The Name Servers of a domain reveal the DNS servers that are responsible for its DNS records. The IP of the web site (A record), the mail server that handles the emails for a domain name (MX records), any text record in free form (TXT record), pointing (CNAME record) and so forth are taken from the DNS servers of the web hosting provider and for any Internet domain to be using them and to be directed to their hosting platform, it ought to have their name servers, or NS records. If you would like to open a website, for instance, and you enter the URL, the browser connects to a DNS server, which keeps the NS records for the domain name and the request is then redirected to the DNS servers of the webhosting provider where the A record of the website is retrieved, allowing you to look at the content from the right location. Commonly a domain name has a couple of name servers that start with NS or DNS as a prefix and the distinction between the two is simply visual.

NS Records in Web Hosting

Taking care of the NS records for any domain name registered in a web hosting account on our state of the art cloud platform will take you merely seconds.

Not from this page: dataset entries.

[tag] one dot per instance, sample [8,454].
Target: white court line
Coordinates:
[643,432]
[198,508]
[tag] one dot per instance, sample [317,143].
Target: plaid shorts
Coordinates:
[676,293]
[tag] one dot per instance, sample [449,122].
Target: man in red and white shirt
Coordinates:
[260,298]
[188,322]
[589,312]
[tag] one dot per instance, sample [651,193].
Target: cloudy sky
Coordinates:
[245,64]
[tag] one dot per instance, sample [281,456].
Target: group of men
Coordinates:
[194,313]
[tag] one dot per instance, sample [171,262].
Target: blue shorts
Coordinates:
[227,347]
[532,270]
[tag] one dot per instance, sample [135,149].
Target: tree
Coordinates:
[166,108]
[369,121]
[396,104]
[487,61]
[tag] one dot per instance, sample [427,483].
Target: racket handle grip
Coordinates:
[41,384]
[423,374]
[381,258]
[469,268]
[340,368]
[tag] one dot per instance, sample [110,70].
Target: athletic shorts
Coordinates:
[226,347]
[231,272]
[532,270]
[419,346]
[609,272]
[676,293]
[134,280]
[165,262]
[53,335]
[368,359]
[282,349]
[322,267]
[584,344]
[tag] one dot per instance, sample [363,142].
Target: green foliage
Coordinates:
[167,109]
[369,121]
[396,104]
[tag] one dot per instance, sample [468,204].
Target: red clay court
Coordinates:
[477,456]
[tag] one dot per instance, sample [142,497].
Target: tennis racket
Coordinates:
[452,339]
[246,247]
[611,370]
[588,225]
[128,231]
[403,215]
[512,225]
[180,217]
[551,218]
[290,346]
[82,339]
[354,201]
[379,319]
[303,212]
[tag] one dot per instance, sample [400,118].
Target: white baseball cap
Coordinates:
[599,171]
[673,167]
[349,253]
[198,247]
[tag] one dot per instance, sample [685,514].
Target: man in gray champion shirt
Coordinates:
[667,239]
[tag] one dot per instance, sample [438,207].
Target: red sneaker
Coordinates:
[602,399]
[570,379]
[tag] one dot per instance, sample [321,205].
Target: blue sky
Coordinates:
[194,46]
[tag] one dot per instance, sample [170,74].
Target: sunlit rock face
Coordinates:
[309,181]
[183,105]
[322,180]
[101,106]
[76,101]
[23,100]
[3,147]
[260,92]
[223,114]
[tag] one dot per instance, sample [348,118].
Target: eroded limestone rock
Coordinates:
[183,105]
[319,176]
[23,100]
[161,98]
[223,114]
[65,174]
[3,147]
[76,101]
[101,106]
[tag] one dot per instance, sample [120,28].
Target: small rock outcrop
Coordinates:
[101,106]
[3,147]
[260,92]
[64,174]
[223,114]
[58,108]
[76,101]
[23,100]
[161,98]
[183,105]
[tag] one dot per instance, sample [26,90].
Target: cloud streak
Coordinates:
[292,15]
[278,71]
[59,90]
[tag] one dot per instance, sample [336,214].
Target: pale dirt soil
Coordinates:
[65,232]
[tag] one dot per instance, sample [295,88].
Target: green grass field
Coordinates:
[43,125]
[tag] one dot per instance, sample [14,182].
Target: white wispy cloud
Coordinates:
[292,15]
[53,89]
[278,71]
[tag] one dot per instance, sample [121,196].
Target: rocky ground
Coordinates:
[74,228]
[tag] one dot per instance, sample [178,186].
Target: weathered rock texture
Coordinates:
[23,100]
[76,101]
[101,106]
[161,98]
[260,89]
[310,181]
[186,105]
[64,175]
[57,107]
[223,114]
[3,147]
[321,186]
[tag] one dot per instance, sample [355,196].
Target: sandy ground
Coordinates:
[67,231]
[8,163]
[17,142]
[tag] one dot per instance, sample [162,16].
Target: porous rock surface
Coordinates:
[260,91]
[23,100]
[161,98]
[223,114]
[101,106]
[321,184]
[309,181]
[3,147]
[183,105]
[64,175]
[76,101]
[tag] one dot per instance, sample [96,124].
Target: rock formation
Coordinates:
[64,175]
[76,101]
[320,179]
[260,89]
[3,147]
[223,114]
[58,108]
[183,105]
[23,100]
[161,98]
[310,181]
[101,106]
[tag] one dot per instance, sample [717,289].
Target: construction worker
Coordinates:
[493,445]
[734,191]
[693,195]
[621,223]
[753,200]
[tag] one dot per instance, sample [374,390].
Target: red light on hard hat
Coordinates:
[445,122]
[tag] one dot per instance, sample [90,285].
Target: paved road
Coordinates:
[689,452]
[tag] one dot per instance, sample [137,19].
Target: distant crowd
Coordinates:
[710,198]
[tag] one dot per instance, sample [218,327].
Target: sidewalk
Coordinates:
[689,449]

Via the feature-rich Domain Manager tool within the Hepsia CP, you're going to be able to change the name servers not just of a single domain address, but even of several domains at once whenever you want to point them all to the same webhosting provider. Exactly the same steps will also permit you to direct newly transferred domain names to our platform as the transfer procedure does not change the name servers automatically and the domain addresses will still redirect to the old host. If you'd like to set up private name servers for a domain registered on our end, you're going to be able to do that with a few mouse clicks and with no additional charge, so if you decide to have a company web site, for example, it's going to have more credibility if it uses name servers of its own. The newly created private name servers can be used for redirecting any other domain name to the same account as well, not just the one they're created for.